De inhoud van de verzen 3-4 is de vraag van de leerlingen naar de tekenen en de tijd van dit einde. Het is geen laatste ontsteltenis die uit deze vraag spreekt, het is een menselijke, begrijpelijke bezorgdheid: de stellers van de vraag houden er rekening mee dat zij die gebeurtenis, de ondergang van Jeruzalem tegemoet moeten zien, en dat op een tijd, dat Jezus niet meer bij hen zal zijn. Daarom kunnen zij niet anders dan Hem die vraag stellen. Ze zullen erop aangewezen zijn tekenen te zien, en daaraan te mogen aflezen wat er gaat komen: ze hebben onderricht en belering nodig over het wezenlijke van wat er gebeurt, en over hun gedrag in de tijd die voor hen ligt, die in de schaduw van de dood van hun Heer zal liggen.

Het antwoord (de verzen 5-6) geeft in de eerste plaats het beslissende gevaar aan, dat voor de hele tijd die komen gaat karakteristiek is. (Daarom wordt het in vs 21v nog eens herhaald!). ‘Pas op dat niemand jullie misleidt! Want er zullen er veel komen en zeggen: ik ben de Christus’. De in Israël belichaamde wereld, die de Christus gekruisigd heeft, moet na zijn dood op zoek gaan naar vervanging. Omdat ze de ware Christus niet erkend maar verworpen heeft, gaat ze nu op zoek naar valse christussen. Maar er is maar één Christus en die is gestorven en opgestaan. Niemand behalve Hij kan zeggen: Egoo eimi, ‘Ik ben’. Dit ‘ik ben’ is de hartslag van al zijn uitspraken. Waar iemand deze woorden op zichzelf toe zou willen passen, daar kan het alleen maar om misleiding gaan, daar kan het alleen maar de stem van een leugenaar zijn. Pas op! Neem je in acht! Er bestaat geen ‘Ik ben’ naast mij!

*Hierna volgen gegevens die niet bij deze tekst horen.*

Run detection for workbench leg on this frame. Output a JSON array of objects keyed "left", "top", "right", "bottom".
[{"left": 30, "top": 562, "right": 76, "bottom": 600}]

In de verzen 7-8 begint de eigenlijke, drieledige reeks tekenen, die voorafgaan aan de verwoesting van Jeruzalem: oorlog, aardbevingen en hongersnood worden het eerst genoemd. De christenen zullen dat meemaken, en hun wordt gezegd: Schrik niet! ‘Het moet zo komen, maar het einde is er nog niet’. Dat is het begin van de weeën. De gebeurtenis van oorlog staat hier in een reeks, een catastrofe zoals er meer zijn, en ze zijn allemaal alleen maar een eerste stap op de weg naar de vreselijke gebeurtenis aan het einde. De wereld die Christus kruisigt is getekend; ze kan alleen maar een verscheurde, lijdende, van angst vervulde wereld zijn, een wereld zonder vrede. Maar jullie: Schrik niet! Er zijn erger dingen dan deze ellende van de wereldgeschiedenis. En hoe zou je ooit op het idee komen hier te schrikken, als je er weet van hebt dat de schaduw, die het kruis van Christus op de wereld werpt, alleen maar de ene kant van het evangelie is? Het gebeuren aan het kruis heeft een andere kant. Het einde is het niet. Het zijn weeën, weeën die beginnen en een geboorte aankondigen. Die is de zin ook van dit en van het hele lijden van deze tijd, en daarop moeten we met vertrouwen wachten.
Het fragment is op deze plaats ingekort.